Let's visualize the small tree here to do the traversing for this data point.

graph = Source(tree.export_graphviz(small_model, out_file=None, feature_names=features))
# graph.format = 'png'
# graph.render('dtree_render',view=True)
graph

svg

Note: In the tree visualization above, the values at the leaf nodes are not class predictions but scores (a slightly advanced concept that is out of the scope of this course). You can read more about this here. If the score is $\geq$ 0, the class +1 is predicted. Otherwise, if the score < 0, we predict class -1.

Quiz Question: Based on the visualized tree, what prediction would you make for this data point?

Now, let's verify your prediction by examining the prediction made using GraphLab Create. Use the .predict function on small_model.

small_model.predict(sample_exclude_target)
array([ 1,  1, -1, -1], dtype=int64)

Evaluating accuracy of the decision tree model

Recall that the accuracy is defined as follows: $$ \mbox{accuracy} = \frac{\mbox{# correctly classified examples}}{\mbox{# total examples}} $$

Let us start by evaluating the accuracy of the small_model and decision_tree_model on the training data

# print small_model.evaluate(train_data)['accuracy']
# print decision_tree_model.evaluate(train_data)['accuracy']

Checkpoint: You should see that the small_model performs worse than the decision_tree_model on the training data.

Now, let us evaluate the accuracy of the small_model and decision_tree_model on the entire validation_data, not just the subsample considered above.
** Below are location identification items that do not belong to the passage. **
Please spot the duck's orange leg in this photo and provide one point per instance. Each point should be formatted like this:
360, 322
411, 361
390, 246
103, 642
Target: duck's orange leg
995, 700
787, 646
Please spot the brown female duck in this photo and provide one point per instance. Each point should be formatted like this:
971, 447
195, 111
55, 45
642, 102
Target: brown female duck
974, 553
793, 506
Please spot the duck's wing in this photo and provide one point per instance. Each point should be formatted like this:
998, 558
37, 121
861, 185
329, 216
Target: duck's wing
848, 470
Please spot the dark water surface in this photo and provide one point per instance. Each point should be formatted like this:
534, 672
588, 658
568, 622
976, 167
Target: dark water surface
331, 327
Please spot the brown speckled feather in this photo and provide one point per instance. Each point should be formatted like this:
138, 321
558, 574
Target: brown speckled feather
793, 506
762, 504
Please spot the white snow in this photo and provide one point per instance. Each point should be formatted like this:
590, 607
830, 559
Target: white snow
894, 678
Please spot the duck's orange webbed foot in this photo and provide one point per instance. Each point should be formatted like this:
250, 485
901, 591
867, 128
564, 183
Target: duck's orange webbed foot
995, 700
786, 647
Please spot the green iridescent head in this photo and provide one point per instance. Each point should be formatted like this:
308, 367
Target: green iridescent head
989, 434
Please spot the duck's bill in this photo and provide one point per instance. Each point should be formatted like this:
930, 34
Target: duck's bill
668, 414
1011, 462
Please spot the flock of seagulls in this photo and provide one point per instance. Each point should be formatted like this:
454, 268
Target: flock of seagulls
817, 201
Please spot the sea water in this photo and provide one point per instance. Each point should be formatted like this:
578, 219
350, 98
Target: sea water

def accuracy(model, validation_data):
    predict = model.predict(validation_data.iloc[:,0:12])
    # print(predict)
    actual = validation_data.iloc[:,12]
    # print(actual)
    result = (predict==actual).value_counts()
    # print(result.values[0])
    return (result.values[0])/len(actual)
accuracy(small_model, sample_validation_data)
1.0
accuracy(decision_tree_model, sample_validation_data)
0.75
accuracy(small_model, validation_data)
0.60421166306695462
accuracy(decision_tree_model, validation_data)
0.62926565874730023

Quiz Question: What is the accuracy of decision_tree_model on the validation set, rounded to the nearest .01?
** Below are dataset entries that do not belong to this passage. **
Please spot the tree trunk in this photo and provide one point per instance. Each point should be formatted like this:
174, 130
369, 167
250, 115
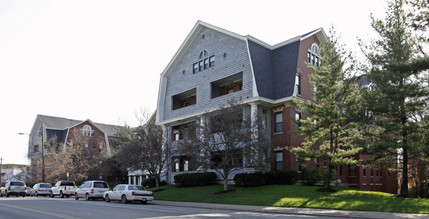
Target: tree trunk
157, 182
225, 183
404, 184
331, 148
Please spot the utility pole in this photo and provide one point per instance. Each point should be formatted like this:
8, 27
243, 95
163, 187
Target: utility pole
1, 165
43, 153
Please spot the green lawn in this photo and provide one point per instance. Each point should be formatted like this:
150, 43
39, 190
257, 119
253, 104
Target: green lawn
297, 196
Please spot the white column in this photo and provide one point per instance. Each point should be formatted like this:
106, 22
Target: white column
164, 150
254, 120
254, 129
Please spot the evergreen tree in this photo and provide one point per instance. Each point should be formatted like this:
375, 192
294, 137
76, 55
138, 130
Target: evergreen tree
330, 129
398, 93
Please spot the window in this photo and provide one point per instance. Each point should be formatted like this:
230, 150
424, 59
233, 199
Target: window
352, 170
279, 160
203, 63
313, 55
297, 118
87, 131
211, 61
184, 99
298, 84
228, 85
278, 120
298, 164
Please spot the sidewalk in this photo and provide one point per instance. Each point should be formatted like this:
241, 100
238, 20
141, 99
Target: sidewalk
297, 211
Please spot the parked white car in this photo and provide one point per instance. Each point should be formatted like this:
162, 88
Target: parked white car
41, 189
126, 193
91, 190
63, 188
16, 188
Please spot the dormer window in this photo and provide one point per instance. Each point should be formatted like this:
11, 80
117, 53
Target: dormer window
87, 131
203, 63
314, 55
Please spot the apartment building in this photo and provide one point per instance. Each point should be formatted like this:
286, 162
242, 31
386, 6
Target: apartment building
214, 65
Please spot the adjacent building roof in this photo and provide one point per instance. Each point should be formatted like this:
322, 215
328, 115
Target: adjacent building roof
58, 123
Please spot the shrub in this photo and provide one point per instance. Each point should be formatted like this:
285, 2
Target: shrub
333, 176
311, 176
240, 179
151, 182
195, 179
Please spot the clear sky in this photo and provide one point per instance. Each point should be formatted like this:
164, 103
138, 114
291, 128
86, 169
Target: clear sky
101, 59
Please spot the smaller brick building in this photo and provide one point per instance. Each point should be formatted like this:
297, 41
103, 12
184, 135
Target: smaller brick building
98, 139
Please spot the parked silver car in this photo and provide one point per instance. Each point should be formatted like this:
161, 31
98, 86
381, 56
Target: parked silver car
16, 188
126, 193
41, 189
91, 190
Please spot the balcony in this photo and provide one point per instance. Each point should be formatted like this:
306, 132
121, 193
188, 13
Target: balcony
185, 99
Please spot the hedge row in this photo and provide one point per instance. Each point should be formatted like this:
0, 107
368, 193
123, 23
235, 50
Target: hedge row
150, 182
285, 177
195, 179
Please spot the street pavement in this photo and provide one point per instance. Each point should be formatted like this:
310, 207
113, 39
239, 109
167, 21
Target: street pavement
295, 211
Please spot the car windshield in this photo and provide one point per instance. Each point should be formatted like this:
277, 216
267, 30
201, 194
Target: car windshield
16, 183
100, 185
45, 186
67, 184
141, 188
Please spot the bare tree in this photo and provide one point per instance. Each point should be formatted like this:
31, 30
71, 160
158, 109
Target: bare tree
142, 148
227, 140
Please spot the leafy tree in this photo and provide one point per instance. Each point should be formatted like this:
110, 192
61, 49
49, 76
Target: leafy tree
398, 93
330, 129
228, 140
142, 148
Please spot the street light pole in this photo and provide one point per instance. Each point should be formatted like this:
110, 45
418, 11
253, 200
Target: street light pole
43, 150
43, 154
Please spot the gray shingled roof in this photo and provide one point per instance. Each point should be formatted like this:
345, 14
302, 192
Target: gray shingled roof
59, 123
274, 69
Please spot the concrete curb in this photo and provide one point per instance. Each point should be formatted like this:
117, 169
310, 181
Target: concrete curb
294, 211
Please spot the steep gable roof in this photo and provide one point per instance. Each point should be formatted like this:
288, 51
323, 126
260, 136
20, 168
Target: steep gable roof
274, 67
190, 38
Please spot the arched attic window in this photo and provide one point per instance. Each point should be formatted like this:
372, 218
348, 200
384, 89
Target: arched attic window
87, 131
314, 55
203, 63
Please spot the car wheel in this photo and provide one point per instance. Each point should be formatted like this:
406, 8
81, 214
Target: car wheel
107, 199
124, 199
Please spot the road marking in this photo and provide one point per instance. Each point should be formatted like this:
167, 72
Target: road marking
41, 211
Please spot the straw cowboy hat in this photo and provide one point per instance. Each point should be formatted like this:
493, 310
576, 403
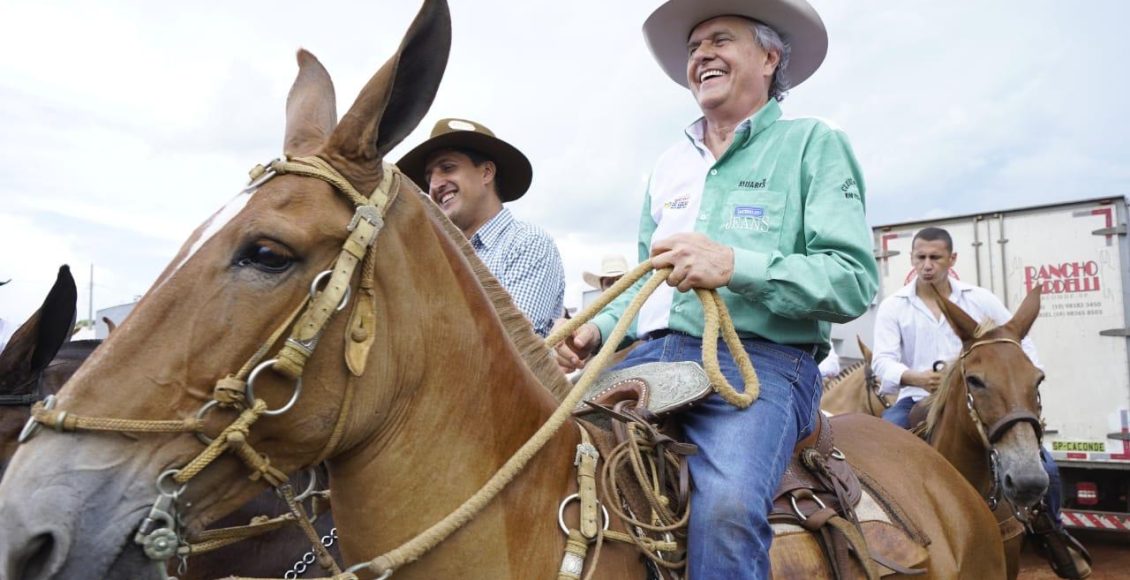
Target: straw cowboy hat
514, 171
610, 267
668, 28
Evaluating accuracy of a complex decision tree model

Here, we will train a large decision tree with max_depth=10. This will allow the learned tree to become very deep, and result in a very complex model. Recall that in lecture, we prefer simpler models with similar predictive power. This will be an example of a more complicated model which has similar predictive power, i.e. something we don't want.

big_model = DecisionTreeClassifier(max_depth=10)
big_model.fit(train_X, train_Y)
DecisionTreeClassifier(class_weight=None, criterion='gini', max_depth=10,
            max_features=None, max_leaf_nodes=None,
            min_impurity_decrease=0.0, min_impurity_split=None,
            min_samples_leaf=1, min_samples_split=2,
            min_weight_fraction_leaf=0.0, presort=False, random_state=None,
            splitter='best')

Now, let us evaluate big_model on the training set and validation set.
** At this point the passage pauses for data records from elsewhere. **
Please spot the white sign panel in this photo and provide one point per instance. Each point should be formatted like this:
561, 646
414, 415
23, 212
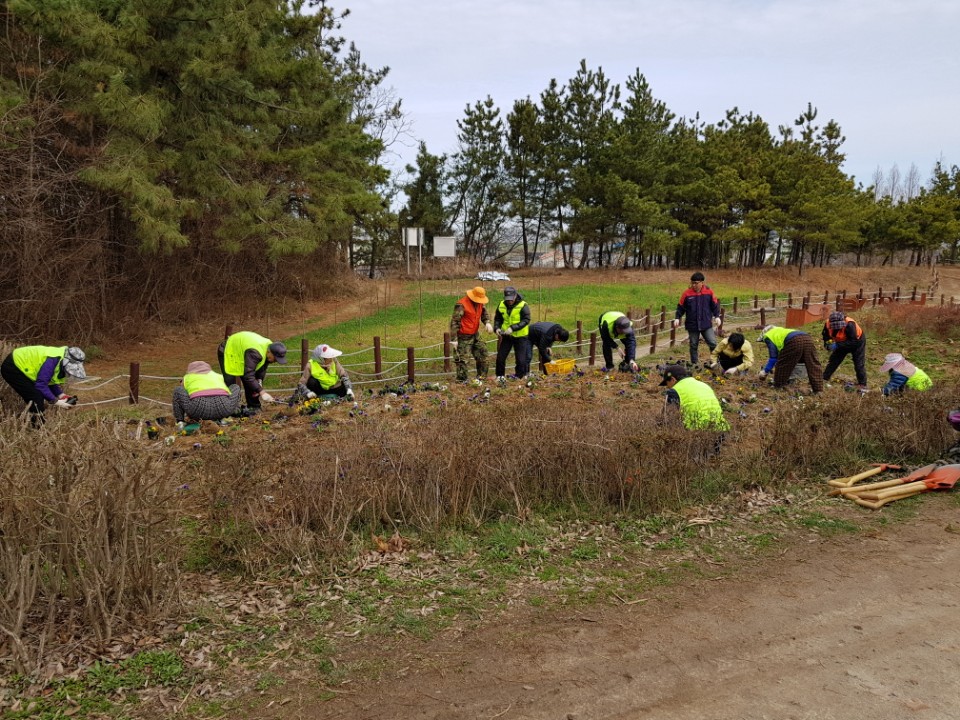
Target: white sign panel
444, 246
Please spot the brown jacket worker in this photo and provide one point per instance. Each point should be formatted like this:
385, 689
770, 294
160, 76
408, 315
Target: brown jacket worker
245, 356
615, 326
842, 336
324, 375
37, 373
512, 323
733, 354
204, 395
469, 314
787, 347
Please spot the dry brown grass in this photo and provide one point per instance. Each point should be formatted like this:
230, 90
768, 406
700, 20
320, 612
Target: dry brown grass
88, 541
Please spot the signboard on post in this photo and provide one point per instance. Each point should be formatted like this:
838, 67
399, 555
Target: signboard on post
444, 246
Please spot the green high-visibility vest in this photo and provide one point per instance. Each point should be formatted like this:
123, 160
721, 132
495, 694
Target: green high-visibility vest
237, 345
31, 358
512, 317
699, 407
608, 319
778, 336
198, 382
919, 381
326, 378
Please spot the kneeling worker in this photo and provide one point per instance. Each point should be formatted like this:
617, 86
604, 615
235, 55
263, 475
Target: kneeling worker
204, 395
542, 337
699, 407
324, 375
732, 354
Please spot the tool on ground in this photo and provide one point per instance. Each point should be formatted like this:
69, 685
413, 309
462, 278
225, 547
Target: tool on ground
942, 478
918, 474
853, 479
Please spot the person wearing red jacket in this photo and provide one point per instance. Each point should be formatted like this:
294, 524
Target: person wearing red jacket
842, 336
702, 311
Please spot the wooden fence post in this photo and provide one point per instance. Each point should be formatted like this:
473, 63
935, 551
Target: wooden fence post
134, 383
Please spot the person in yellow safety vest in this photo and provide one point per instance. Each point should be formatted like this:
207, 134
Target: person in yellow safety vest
903, 374
324, 375
245, 356
38, 374
203, 395
842, 336
699, 407
512, 323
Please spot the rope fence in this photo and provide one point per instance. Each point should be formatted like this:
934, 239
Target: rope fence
653, 329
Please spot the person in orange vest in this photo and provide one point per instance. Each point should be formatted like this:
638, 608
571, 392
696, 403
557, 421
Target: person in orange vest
203, 395
469, 314
842, 336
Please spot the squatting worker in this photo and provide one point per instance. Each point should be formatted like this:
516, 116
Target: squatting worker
512, 323
616, 326
203, 395
903, 375
469, 314
246, 356
38, 374
842, 336
542, 336
702, 311
733, 354
787, 347
324, 375
698, 404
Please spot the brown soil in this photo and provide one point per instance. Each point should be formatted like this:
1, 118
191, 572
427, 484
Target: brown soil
854, 626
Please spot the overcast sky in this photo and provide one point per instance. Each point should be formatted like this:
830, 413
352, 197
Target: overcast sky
888, 71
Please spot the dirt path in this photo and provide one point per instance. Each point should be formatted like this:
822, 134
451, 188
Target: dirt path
856, 626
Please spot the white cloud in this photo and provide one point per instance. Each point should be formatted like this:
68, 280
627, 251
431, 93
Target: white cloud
886, 71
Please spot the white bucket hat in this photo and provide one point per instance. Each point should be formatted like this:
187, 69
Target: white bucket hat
325, 352
73, 362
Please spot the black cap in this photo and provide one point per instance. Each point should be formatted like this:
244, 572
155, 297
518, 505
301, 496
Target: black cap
279, 352
674, 372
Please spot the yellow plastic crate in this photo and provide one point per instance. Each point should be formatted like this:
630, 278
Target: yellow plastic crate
560, 367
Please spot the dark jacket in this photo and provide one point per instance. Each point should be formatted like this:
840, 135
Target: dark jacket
542, 336
700, 309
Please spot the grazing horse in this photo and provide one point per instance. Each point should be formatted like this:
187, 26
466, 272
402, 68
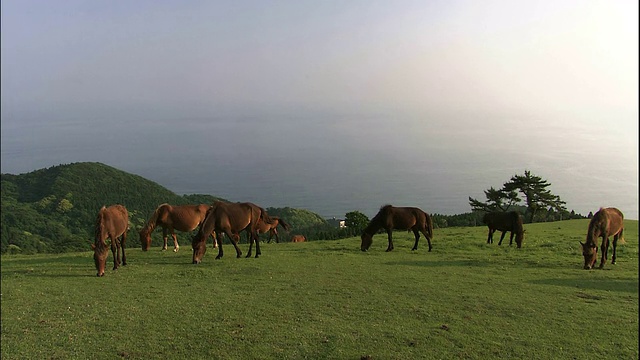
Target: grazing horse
606, 222
183, 218
298, 238
229, 219
263, 227
504, 221
398, 218
112, 222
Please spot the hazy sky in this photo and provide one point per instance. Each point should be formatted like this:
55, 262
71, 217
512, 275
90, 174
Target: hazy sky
534, 80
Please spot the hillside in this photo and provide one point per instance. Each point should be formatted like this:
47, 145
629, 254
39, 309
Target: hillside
54, 209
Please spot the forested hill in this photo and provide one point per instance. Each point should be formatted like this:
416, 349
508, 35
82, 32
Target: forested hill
54, 209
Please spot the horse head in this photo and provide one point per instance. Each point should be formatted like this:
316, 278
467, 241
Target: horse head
145, 239
100, 253
199, 245
367, 239
590, 253
520, 238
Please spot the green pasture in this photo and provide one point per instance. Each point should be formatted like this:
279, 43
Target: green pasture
328, 300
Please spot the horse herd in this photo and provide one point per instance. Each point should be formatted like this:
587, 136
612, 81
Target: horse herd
232, 218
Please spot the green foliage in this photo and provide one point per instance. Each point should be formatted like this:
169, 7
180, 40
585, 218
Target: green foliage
537, 198
54, 209
356, 220
328, 300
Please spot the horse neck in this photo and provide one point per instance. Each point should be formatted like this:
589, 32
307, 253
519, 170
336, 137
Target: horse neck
593, 233
372, 228
100, 232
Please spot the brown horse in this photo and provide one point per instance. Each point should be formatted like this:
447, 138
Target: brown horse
298, 238
112, 222
605, 223
263, 227
183, 218
504, 221
398, 218
229, 219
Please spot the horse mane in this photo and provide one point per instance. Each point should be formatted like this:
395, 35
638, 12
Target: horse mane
429, 224
282, 223
594, 226
151, 224
99, 228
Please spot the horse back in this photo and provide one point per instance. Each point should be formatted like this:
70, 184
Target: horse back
606, 222
114, 220
504, 221
404, 218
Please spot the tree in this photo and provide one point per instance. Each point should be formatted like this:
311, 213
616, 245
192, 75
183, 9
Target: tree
356, 220
495, 201
535, 191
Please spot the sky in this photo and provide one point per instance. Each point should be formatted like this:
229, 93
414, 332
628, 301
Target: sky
504, 86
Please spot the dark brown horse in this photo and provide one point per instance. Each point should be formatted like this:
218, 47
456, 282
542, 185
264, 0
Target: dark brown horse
504, 221
229, 219
398, 218
264, 227
183, 218
606, 222
112, 222
298, 238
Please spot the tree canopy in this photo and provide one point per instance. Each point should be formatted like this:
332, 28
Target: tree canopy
534, 189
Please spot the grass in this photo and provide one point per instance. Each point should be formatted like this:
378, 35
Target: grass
328, 300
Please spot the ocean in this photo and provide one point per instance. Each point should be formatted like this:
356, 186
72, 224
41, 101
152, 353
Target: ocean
327, 167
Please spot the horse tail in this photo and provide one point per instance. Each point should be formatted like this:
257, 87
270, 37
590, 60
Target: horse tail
265, 217
516, 223
429, 223
284, 225
99, 228
151, 224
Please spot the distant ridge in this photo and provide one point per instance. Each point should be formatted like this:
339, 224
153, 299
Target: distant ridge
54, 209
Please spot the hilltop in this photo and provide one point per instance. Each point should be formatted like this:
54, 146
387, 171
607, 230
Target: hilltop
54, 209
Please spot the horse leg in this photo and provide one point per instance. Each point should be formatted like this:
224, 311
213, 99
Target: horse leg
603, 248
234, 240
114, 251
164, 238
215, 239
176, 246
615, 245
424, 232
502, 237
258, 253
123, 243
390, 247
417, 235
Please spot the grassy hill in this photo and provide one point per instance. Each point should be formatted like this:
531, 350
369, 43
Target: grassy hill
328, 300
54, 209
# print big_model.evaluate(train_data)['accuracy']
# print big_model.evaluate(validation_data)['accuracy']
accuracy(big_model, sample_validation_data)
1.0
accuracy(big_model, validation_data)
0.61295896328293742

Checkpoint: We should see that big_model has even better performance on the training set than decision_tree_model did on the training set.

Quiz Question: How does the performance of big_model on the validation set compare to decision_tree_model on the validation set? Is this a sign of overfitting?